The Farese & Walther laboratory determines the mechanisms how cells regulate the abundance of lipids, how they store lipids to buffer fluctuation in their availability and how these processes function in membrane biology and cell physiology.

Maofu Liao

Maofu Liao
Associate Professor of Cell Biology

Maofu Liao, Ph.D., is an Associate Professor of Cell Biology at Harvard Medical School. He received his Ph.D. from Albert Einstein College of Medicine in 2006, performed postdoctoral research at University of California, San Francisco, and joined the faculty in the Department of Cell Biology of Harvard Medical School in 2014. 

Research in the Liao Lab focuses on understanding the structure and function of membrane proteins and DNA/RNA-protein complexes.

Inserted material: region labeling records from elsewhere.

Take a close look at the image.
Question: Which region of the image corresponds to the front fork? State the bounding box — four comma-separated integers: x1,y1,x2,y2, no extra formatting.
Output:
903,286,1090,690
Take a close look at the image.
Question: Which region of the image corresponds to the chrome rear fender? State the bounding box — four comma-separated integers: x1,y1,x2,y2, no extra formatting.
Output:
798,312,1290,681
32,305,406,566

The major techniques include single-particle cryo-electron microscopy (cryo-EM) and a variety of biochemical assays. The Liao lab is particularly interested to reveal the mechanism of how proteins sense, move and convert specific lipid molecules. This is achieved by obtaining high-resolution structures of lipid-interacting proteins, and by studying the conformational dynamics of membrane proteins in lipid bilayer environment.

Sichen (Susan) Shao

Assistant Professor of Cell Biology

Sichen (Susan) Shao, Ph.D., joined Harvard Medical School in 2016. Susan received her Ph.D. in biological sciences from the NIH graduate partnerships program with Johns Hopkins University. She then performed postdoctoral work at the MRC Laboratory of Molecular Biology in Cambridge, UK.

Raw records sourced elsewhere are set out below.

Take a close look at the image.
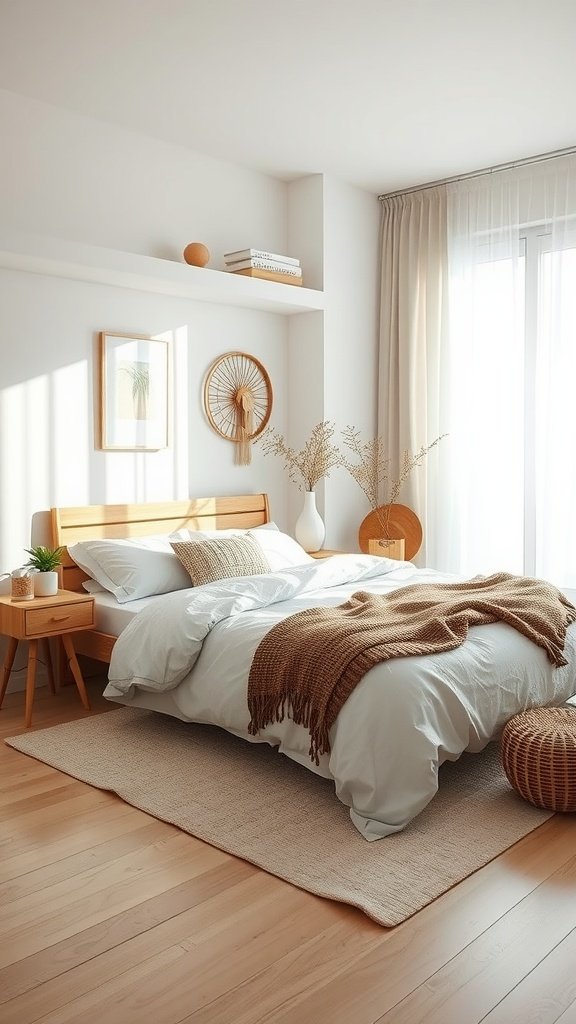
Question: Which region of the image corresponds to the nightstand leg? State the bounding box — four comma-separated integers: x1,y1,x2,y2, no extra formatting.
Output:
42,637,56,693
61,633,90,711
26,640,38,729
0,637,18,708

The Shao Lab studies cellular mechanisms that surveil different steps of protein biosynthesis to regulate gene expression and maintain protein homeostasis. How quality control factors distinguish rare aberrant products from similar biosynthetic intermediates is a fundamental problem in biomedical science. The Shao Lab biochemically reconstitutes quality control pathways that act on ribosomes during protein synthesis and that sort membrane proteins to different organelles. Combining these experimental systems with mechanistic and structural approaches generates molecular-level insights into physiological processes essential for cell survival, proliferation, and differentiation.